About

Optical Character Recognition (OCR) is a key component of large-scale digitisation projects that deal with text-based material. While research centres in the UK (including the collaborators in the proposed project) are building up impressive portfolios of skills in the digitisation of historical and archive material, for OCR they typically make use of closed, proprietary software or commercial companies. This raises a number of issues: the cost of proprietary software and/or external consultants; the relative lack of flexibility and adaptability of closed, “black box” software; the deskilling of digitisation centre staff, as OCR expertise is concentrated in commercial hands; the appropriateness of the software (typically developed for commercial applications) to historical material.

The OCRopodium project aims to address this by:

  • Trialling an open source approach to Optical Character Recognition, using the OCRopus software.
  • Embedding OCR activities within flexible, semi-automated digitisation workflows for text-based material.

The OCRopus software will be trialled and evaluated using the outputs of a number of completed digitisation projects at CDDA, selected for the variety of the OCR capture processes that they involved. We will not just compare the outputs of OCRopus with those of the original projects; we will also investigate the potential that arises specifically from its status as open source, in particular the ability to investigate, explain and modify the software’s behaviour, and to adapt it to meet specific needs and handle specialised materials.

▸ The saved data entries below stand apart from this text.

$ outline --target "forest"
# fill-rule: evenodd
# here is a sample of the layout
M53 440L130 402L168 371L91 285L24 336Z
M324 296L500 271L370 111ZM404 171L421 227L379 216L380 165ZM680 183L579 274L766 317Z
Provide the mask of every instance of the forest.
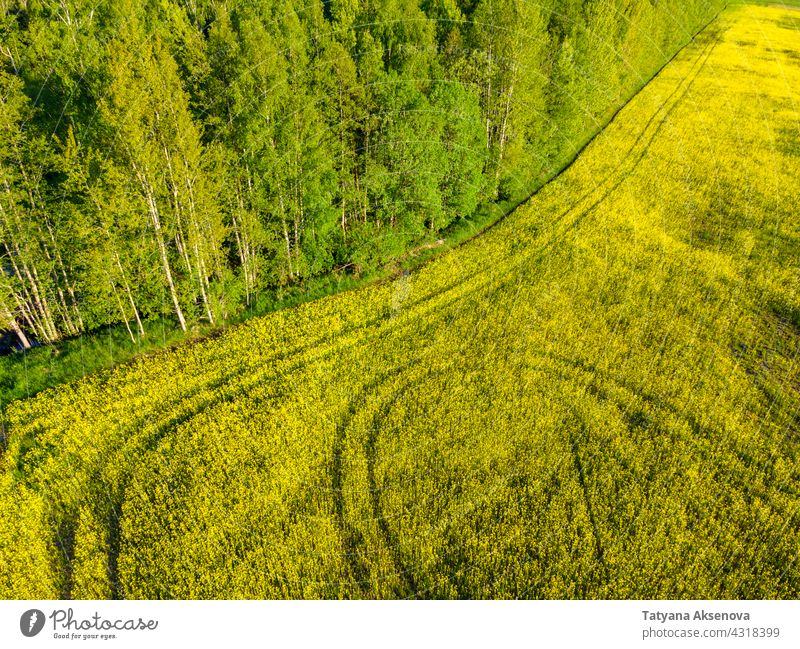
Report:
M721 0L0 0L0 331L224 323L522 200Z

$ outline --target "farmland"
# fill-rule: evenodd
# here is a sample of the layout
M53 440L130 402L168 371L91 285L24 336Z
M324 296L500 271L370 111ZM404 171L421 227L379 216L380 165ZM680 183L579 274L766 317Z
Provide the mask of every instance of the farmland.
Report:
M800 13L480 237L12 403L6 598L800 595Z

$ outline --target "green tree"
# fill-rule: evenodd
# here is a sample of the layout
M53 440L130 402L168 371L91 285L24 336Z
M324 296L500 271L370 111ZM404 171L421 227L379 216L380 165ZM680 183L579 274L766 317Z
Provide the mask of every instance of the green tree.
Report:
M133 29L109 44L109 91L101 115L115 161L135 181L174 314L185 330L194 304L210 322L223 308L213 303L210 282L222 274L226 231L216 203L217 179L208 173L177 65L157 38L143 42Z

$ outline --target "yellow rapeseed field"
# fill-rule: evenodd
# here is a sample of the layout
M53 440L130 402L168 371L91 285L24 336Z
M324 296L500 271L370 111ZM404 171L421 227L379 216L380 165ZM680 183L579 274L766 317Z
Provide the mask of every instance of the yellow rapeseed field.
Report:
M394 282L12 404L5 598L800 596L800 12Z

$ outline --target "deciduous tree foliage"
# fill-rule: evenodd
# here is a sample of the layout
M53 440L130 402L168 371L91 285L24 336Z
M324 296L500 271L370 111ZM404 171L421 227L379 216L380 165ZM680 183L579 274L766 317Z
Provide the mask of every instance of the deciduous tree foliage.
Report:
M20 345L363 272L551 175L721 0L2 0Z

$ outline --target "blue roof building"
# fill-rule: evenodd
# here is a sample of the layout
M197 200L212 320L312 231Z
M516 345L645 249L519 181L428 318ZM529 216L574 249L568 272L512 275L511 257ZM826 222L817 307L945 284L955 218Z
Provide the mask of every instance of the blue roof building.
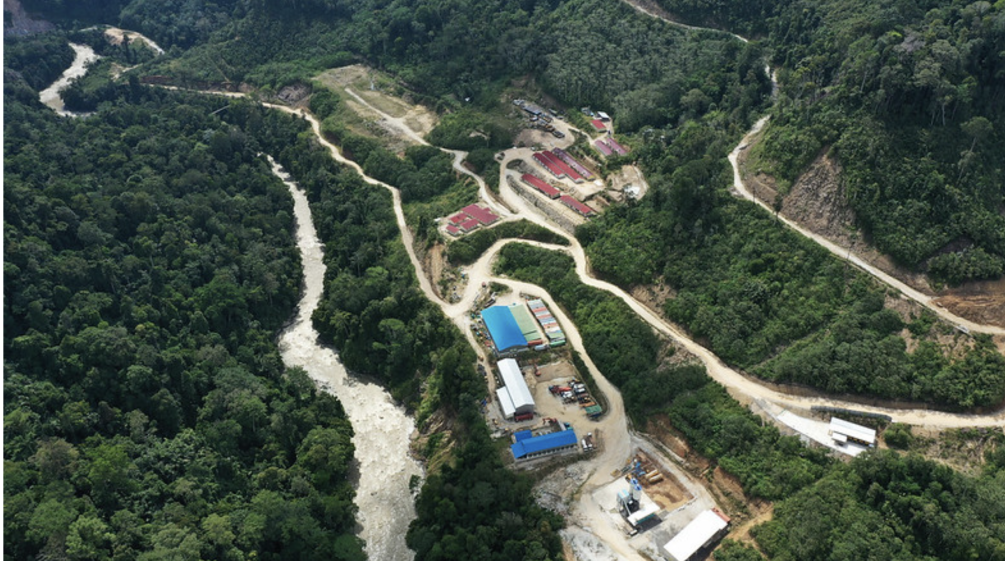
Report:
M543 434L532 438L525 438L510 445L513 457L517 460L529 460L539 458L548 454L555 454L564 450L573 450L579 440L576 439L576 431L569 429L551 434Z
M505 353L513 349L527 346L527 339L517 325L513 313L507 306L492 306L482 310L482 321L489 330L496 351Z
M521 430L513 433L513 438L515 438L517 442L522 442L528 438L534 438L534 433L529 430Z

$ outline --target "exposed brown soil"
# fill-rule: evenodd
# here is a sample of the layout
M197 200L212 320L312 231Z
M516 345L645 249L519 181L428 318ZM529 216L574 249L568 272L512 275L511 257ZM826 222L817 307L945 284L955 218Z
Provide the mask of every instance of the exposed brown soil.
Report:
M968 282L940 294L935 303L954 314L1005 327L1005 279Z
M705 487L712 493L716 503L723 508L726 515L733 519L734 528L746 525L745 522L749 520L767 520L770 517L772 503L747 497L740 481L718 466L713 468L708 458L695 452L683 435L670 424L669 417L666 415L650 417L645 432L681 458L682 468L699 480L708 481ZM749 528L745 532L749 532Z
M760 140L760 135L751 145ZM775 179L747 167L750 149L738 156L743 180L758 199L774 203L778 190ZM840 163L827 155L827 150L810 164L792 188L782 198L781 214L804 228L827 239L850 247L864 261L900 279L911 287L938 296L935 302L952 313L970 321L1005 327L1005 279L970 282L956 288L935 290L928 278L909 271L862 239L855 228L855 213L848 206L841 189ZM999 345L1002 348L1001 345Z

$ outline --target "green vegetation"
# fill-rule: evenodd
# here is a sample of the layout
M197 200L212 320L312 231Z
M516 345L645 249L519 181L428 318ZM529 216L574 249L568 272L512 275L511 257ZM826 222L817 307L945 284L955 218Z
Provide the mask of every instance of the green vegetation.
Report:
M1005 559L1005 470L865 454L776 505L754 536L778 560Z
M454 265L468 265L481 257L492 244L507 238L521 238L544 243L569 245L569 241L551 230L529 220L503 222L498 226L480 229L452 242L447 247L447 258Z
M57 33L5 40L3 46L4 65L17 72L35 90L49 87L73 63L73 49L67 44L66 37ZM16 85L18 82L15 76L4 79L5 84Z
M704 367L662 364L652 329L621 300L580 283L571 257L519 243L499 255L499 273L541 286L569 314L637 424L667 413L695 450L739 477L755 497L782 498L823 475L829 460L821 450L763 425L709 379Z
M363 559L352 427L276 348L300 260L255 141L218 100L60 119L5 75L5 555Z
M787 184L829 150L878 249L937 281L1005 272L1001 3L661 3L769 33L782 88L758 167Z
M263 139L308 193L328 267L318 331L350 370L378 376L411 407L442 406L459 420L454 463L431 474L419 494L408 533L417 559L494 558L486 551L558 559L562 519L535 505L530 481L502 465L477 409L486 388L474 351L419 291L390 194L337 165L302 122L244 101L226 114ZM429 150L411 161L433 156Z
M621 286L660 279L664 311L727 362L830 392L939 403L1005 398L1005 359L977 342L948 358L929 338L908 353L874 281L754 205L724 194L736 142L706 116L643 149L652 186L638 204L580 227L590 263ZM924 334L926 316L911 333Z
M480 148L502 150L513 146L511 121L492 119L473 110L444 115L429 133L429 142L453 150L471 152ZM489 156L494 152L490 152Z

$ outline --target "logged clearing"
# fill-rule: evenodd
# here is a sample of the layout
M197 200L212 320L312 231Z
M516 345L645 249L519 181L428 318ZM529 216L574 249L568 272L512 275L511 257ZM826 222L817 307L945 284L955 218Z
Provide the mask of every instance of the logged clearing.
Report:
M326 70L315 76L314 79L339 94L347 93L347 88L351 89L367 103L392 118L401 120L403 124L420 136L429 134L429 131L433 130L438 122L436 113L414 103L407 90L397 85L386 75L362 64ZM368 119L380 119L379 114L370 111L362 104L354 102L345 95L342 97L353 111L361 116Z

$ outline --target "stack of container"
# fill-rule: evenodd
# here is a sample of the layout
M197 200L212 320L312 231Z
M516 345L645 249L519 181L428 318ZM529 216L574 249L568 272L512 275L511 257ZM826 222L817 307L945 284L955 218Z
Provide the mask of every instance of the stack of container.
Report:
M549 344L552 347L564 345L565 333L562 332L562 328L558 326L558 321L548 311L548 307L544 305L544 302L540 299L530 300L527 302L527 306L530 307L530 311L534 314L537 322L541 324L541 329L544 330L544 335L548 338Z

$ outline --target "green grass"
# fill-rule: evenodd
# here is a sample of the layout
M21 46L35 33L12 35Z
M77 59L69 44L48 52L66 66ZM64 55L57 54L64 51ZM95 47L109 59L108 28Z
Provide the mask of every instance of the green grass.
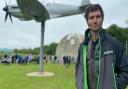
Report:
M51 77L28 77L29 72L39 70L39 65L0 65L0 89L76 89L74 66L46 64L45 71L55 73Z
M0 89L76 89L74 65L45 64L51 77L28 77L27 73L39 70L39 65L0 64ZM128 88L127 88L128 89Z

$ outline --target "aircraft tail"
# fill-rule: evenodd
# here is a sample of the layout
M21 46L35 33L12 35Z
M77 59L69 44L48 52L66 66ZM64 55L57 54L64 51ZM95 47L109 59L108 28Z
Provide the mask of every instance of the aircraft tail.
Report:
M82 2L81 2L81 6L85 6L88 4L90 4L90 0L82 0Z

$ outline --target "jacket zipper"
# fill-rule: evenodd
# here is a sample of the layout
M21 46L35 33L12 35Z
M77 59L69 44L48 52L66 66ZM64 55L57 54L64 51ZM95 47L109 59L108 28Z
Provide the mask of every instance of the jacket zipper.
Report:
M97 80L97 89L99 89L99 83L100 83L100 65L101 65L101 39L100 39L100 35L98 34L98 38L99 38L99 73L98 73L98 80Z

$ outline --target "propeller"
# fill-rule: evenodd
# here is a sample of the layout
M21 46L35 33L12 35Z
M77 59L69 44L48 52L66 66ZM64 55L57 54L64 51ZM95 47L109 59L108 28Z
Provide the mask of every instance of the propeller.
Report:
M10 20L11 20L11 22L12 22L12 16L11 16L11 14L8 12L8 5L7 5L7 3L6 3L6 1L5 1L5 7L3 8L3 10L6 12L6 15L5 15L5 22L7 21L7 18L8 18L8 16L9 16L9 18L10 18Z

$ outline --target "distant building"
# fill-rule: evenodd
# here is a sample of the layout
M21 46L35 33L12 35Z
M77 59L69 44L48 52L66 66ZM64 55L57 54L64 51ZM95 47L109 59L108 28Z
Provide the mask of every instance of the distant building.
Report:
M64 56L70 56L76 61L78 48L82 40L83 40L83 36L79 33L71 33L66 35L58 43L56 49L57 58L60 60Z

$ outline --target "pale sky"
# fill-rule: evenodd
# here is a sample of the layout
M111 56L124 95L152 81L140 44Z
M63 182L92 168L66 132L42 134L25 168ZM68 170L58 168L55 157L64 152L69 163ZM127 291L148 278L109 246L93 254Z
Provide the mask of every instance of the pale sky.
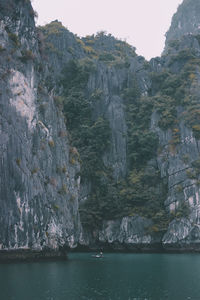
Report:
M32 0L38 25L58 19L78 36L105 30L136 47L147 60L160 56L171 18L183 0Z

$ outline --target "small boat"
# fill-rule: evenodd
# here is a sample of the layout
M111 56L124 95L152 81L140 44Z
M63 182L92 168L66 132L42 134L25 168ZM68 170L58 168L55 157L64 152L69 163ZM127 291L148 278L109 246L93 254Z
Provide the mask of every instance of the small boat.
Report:
M95 254L95 255L92 255L92 257L94 257L94 258L103 258L104 256L103 256L103 254Z

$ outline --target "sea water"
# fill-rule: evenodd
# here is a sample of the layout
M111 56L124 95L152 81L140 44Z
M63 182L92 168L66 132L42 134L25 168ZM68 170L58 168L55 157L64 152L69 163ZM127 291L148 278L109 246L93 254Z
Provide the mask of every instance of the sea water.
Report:
M200 299L200 254L69 254L0 265L0 300Z

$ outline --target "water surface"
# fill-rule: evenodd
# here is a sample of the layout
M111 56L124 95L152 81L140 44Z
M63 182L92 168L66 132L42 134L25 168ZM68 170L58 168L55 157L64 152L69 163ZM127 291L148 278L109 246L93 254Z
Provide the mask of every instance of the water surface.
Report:
M1 300L200 299L199 254L69 254L0 265Z

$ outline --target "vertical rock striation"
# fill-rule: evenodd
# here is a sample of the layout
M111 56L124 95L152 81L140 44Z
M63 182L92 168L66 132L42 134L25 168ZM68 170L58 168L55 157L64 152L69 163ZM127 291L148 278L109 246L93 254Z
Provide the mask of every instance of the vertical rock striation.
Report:
M149 63L34 14L0 0L0 249L198 251L199 2L183 1Z
M79 163L43 83L29 1L0 1L0 248L74 247Z
M198 0L184 0L174 14L171 26L166 33L165 51L169 43L184 35L200 33L200 3Z

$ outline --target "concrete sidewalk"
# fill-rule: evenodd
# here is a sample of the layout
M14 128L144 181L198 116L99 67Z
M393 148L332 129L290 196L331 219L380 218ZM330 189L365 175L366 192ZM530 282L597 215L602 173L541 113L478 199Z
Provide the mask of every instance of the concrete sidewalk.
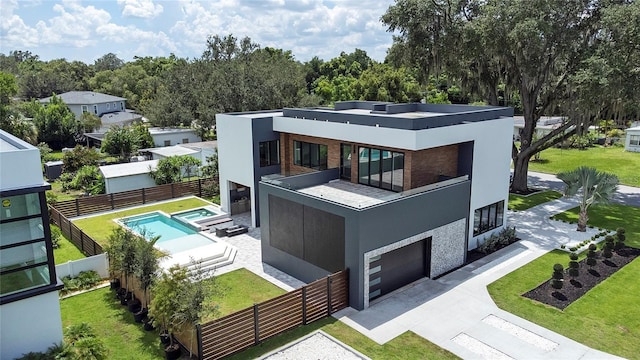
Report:
M523 239L437 280L425 279L374 302L364 311L334 316L383 344L411 330L464 359L615 359L500 310L486 286L561 244L591 238L574 224L549 219L577 206L561 198L527 211L509 212Z

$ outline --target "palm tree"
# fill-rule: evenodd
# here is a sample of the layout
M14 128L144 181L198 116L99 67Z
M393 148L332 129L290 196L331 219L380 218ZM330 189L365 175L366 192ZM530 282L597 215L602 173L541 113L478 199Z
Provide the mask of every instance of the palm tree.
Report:
M589 206L609 202L611 196L618 190L618 177L587 166L561 172L557 176L565 183L564 194L566 196L576 195L582 189L577 230L587 231Z

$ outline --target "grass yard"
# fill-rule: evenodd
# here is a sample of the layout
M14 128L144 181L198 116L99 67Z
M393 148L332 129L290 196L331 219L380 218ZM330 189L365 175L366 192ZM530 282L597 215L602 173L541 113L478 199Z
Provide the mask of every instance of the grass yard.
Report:
M58 245L57 249L53 249L53 258L56 261L56 265L85 258L84 254L64 236L58 240Z
M216 276L215 281L224 294L219 303L220 317L286 293L244 268Z
M459 359L456 355L410 331L384 345L378 345L375 341L332 317L287 331L228 359L255 359L316 330L326 332L371 359Z
M536 205L544 204L561 197L561 193L553 190L542 191L529 196L509 194L509 210L527 210Z
M554 218L577 221L574 208ZM626 244L640 247L640 208L624 205L594 206L589 225L606 229L624 227ZM582 254L581 258L584 257ZM636 259L603 281L564 311L520 296L551 276L555 263L565 267L566 252L555 250L488 286L496 304L517 316L544 326L587 346L626 358L640 354L640 261Z
M613 173L624 185L640 186L640 153L624 151L623 147L594 146L587 150L550 148L542 151L540 161L529 163L529 170L557 174L581 165Z
M162 210L166 213L173 213L207 205L210 204L203 200L197 198L189 198L161 204L147 205L135 209L120 210L105 215L92 216L89 218L74 220L73 223L87 235L91 236L96 242L98 242L98 244L105 246L107 245L107 239L109 238L111 231L118 226L113 221L113 219L136 214L143 214L156 210Z
M62 326L91 325L108 349L108 359L164 359L158 333L144 331L114 294L107 287L60 300Z

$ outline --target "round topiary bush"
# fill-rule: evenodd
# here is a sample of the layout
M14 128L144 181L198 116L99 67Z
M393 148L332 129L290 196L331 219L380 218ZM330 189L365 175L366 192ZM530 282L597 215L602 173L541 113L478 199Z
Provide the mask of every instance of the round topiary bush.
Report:
M553 271L562 271L564 270L564 267L562 267L562 264L555 264L553 265Z
M564 281L561 280L561 279L553 279L553 280L551 280L551 287L556 289L556 290L562 289L563 285L564 285Z
M589 250L590 251L596 251L597 249L598 249L598 247L596 246L596 244L589 245Z
M576 254L575 252L572 252L571 254L569 254L569 260L578 261L578 254Z
M576 251L576 250L578 250L578 248L577 248L577 247L575 247L575 246L572 246L572 247L570 247L570 248L569 248L569 251L571 251L571 252L574 252L574 251Z
M596 258L592 257L592 258L587 258L587 265L589 266L596 266L597 262L596 262Z
M561 280L564 279L564 268L562 267L561 264L555 264L553 265L553 275L551 275L552 278L554 278L555 280Z
M577 263L576 263L577 264ZM580 275L580 270L578 270L577 267L570 267L569 268L569 276L571 277L578 277L578 275Z
M605 259L611 259L611 257L613 257L612 249L609 247L605 247L604 250L602 250L602 256L604 256Z

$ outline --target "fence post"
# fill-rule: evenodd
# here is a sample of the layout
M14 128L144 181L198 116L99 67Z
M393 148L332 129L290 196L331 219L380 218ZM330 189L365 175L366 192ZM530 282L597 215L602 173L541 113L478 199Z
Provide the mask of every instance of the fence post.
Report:
M196 335L198 336L198 360L202 360L202 327L200 324L196 325Z
M327 316L331 315L331 275L327 275Z
M111 210L115 209L115 206L113 204L113 193L109 194L109 201L111 202Z
M71 221L69 221L69 223L71 223ZM85 253L85 251L84 251L84 237L82 235L84 235L84 233L82 231L80 231L80 250L82 250L82 252Z
M202 179L198 179L198 197L202 197Z
M307 325L307 287L302 287L302 325Z
M84 233L83 233L84 234ZM91 254L91 256L98 254L98 251L96 251L96 241L93 240L93 238L91 239L91 242L93 242L93 254Z
M146 189L146 188L142 188L142 203L146 204L146 195L144 193L144 189Z
M258 304L253 304L253 342L258 345L260 342L260 321L258 320Z
M76 199L76 216L80 216L80 202Z
M173 199L173 183L171 183L171 198Z

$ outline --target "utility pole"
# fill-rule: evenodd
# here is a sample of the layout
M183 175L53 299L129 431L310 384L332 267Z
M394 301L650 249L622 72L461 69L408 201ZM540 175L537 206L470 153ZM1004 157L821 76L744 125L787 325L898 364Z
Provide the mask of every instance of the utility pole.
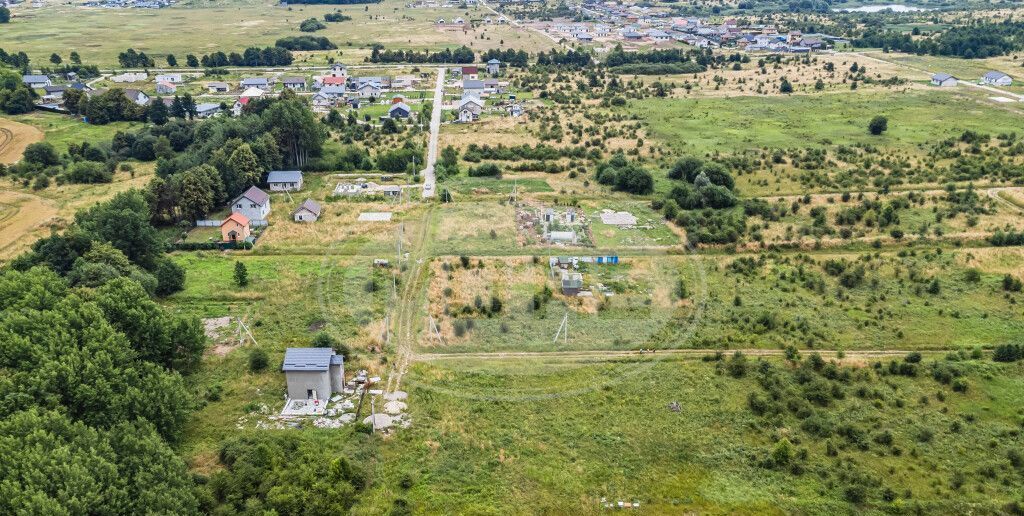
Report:
M434 337L437 337L437 341L444 344L444 339L441 338L441 331L437 329L437 323L434 322L433 315L427 315L430 318L430 332Z
M405 233L405 223L402 222L398 225L398 241L395 243L397 249L398 266L402 266L402 236Z
M558 342L558 337L562 337L562 343L569 343L569 312L565 312L562 316L562 323L558 325L558 331L555 332L555 338L551 342Z

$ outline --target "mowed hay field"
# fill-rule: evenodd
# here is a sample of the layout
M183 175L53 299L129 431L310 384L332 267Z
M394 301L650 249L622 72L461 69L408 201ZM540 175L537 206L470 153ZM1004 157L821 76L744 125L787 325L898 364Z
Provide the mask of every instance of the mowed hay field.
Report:
M0 118L0 163L17 162L25 152L25 147L42 139L43 132L38 128Z
M21 254L51 230L62 230L74 219L75 212L105 201L119 192L143 188L153 176L153 163L136 163L134 177L127 172L114 174L105 184L51 185L30 191L0 181L0 261Z
M927 358L913 378L807 368L808 386L771 361L791 389L778 403L802 415L758 416L757 360L734 378L728 358L646 357L414 365L403 381L414 424L385 441L356 513L385 513L395 497L423 514L606 514L602 499L644 514L963 514L1019 499L1006 459L1018 443L1000 437L1019 425L1019 366L953 364L957 392ZM849 377L824 379L836 371ZM833 385L843 398L821 399L827 408L802 397ZM991 473L975 474L979 464Z
M163 57L169 53L184 63L184 56L190 53L200 56L218 50L241 52L250 46L273 45L279 38L303 34L299 32L302 20L322 20L325 13L335 10L352 20L327 23L327 29L315 35L326 36L338 45L342 60L348 64L369 55L372 43L434 50L465 44L478 51L510 47L531 53L554 45L546 37L507 25L481 26L465 32L440 30L434 26L438 18L482 20L491 13L483 8L408 9L406 3L386 0L365 5L281 7L270 1L228 0L185 2L159 10L25 6L14 9L15 18L0 32L0 48L23 50L36 63L46 62L52 52L66 58L75 50L87 63L116 67L117 54L130 46L157 58L158 66L163 66ZM131 38L125 38L126 34ZM331 55L337 56L337 52ZM326 60L321 54L310 62Z
M119 130L133 124L118 122L95 126L72 117L52 113L28 113L0 118L0 163L21 159L25 147L46 141L58 153L71 143L106 141ZM13 136L10 136L13 135ZM107 184L52 184L31 191L27 185L9 179L0 181L0 261L9 260L28 249L51 229L63 229L75 212L109 199L118 192L141 188L149 182L155 163L134 163L134 174L117 172Z

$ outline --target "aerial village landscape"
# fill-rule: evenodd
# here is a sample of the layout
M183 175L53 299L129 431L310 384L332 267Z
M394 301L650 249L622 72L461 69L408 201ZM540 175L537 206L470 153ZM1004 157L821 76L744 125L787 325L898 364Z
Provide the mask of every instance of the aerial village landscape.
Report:
M0 0L3 514L1024 514L1009 0Z

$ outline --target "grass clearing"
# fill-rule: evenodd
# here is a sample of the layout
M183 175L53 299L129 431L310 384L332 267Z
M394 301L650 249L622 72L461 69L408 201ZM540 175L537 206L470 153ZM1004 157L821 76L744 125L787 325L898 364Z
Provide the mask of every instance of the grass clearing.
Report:
M854 369L858 379L839 384L848 394L828 413L836 426L866 434L860 449L838 435L806 438L793 416L756 416L748 408L761 389L754 363L740 379L696 361L421 363L408 378L416 424L380 450L375 486L357 513L385 512L395 496L423 513L600 514L605 498L651 513L842 513L852 507L844 489L862 476L878 482L856 505L862 514L889 507L886 488L894 505L924 512L998 511L1019 495L1005 461L1014 443L998 436L1017 425L1024 376L1019 366L957 365L965 394L927 374L872 382ZM927 442L923 429L933 432ZM871 440L883 430L891 446ZM807 453L803 474L760 465L785 437ZM995 478L968 474L950 487L979 464L993 464ZM412 485L399 487L403 478Z

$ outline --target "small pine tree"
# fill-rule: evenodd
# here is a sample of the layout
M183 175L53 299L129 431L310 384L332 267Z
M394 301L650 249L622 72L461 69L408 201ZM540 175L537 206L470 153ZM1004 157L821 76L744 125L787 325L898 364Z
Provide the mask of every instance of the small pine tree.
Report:
M249 285L249 271L242 262L235 262L235 284L239 287Z

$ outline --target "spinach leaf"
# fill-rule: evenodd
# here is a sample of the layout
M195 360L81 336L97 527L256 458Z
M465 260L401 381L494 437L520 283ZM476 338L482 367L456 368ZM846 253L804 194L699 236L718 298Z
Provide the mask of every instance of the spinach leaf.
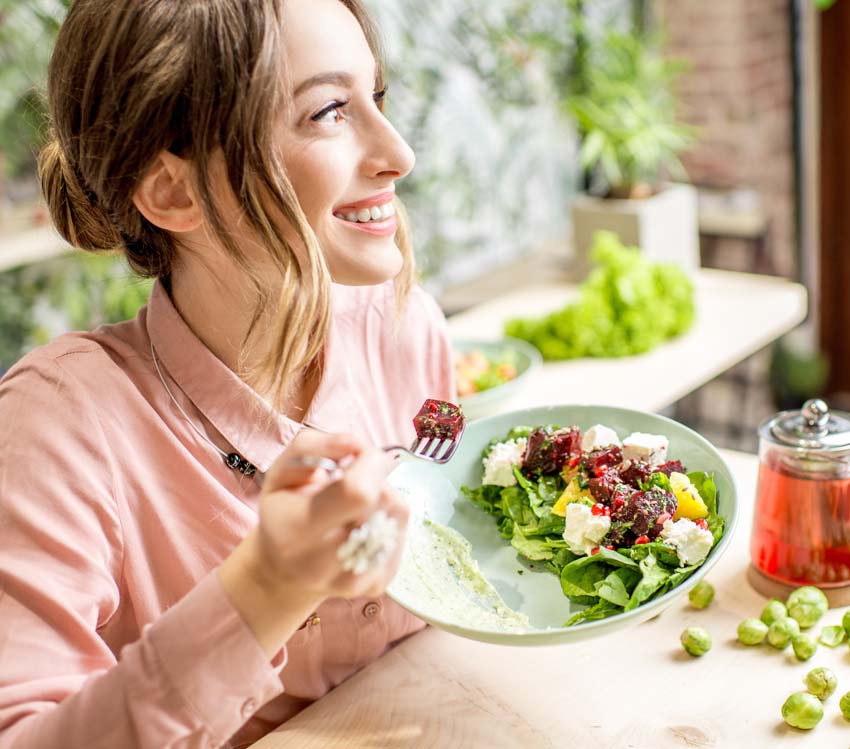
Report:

We will also implement OCR activities within a collaborative, distributed and semi-automated workflow system that is embedded within institutional practice at the project partners. This workflow will address the digitisation process, from scanning, through OCR and mark-up, to ingest within a digital repository where the content will be managed and preserved. The workflow system will be configurable, allowing the incorporation of different OCRopus plug-ins or other processing modules (such as text mining), as well as allowing for human interaction, such as reviewing and providing feedback on OCR results.

The proposed project represents an important step towards embedding a full portfolio of digitisation-related skills within expert digitisation centres, and closing a “skills gap” by reducing dependence on commercial OCR providers in favour of open source OCR technology, which can be adapted and improved through community development.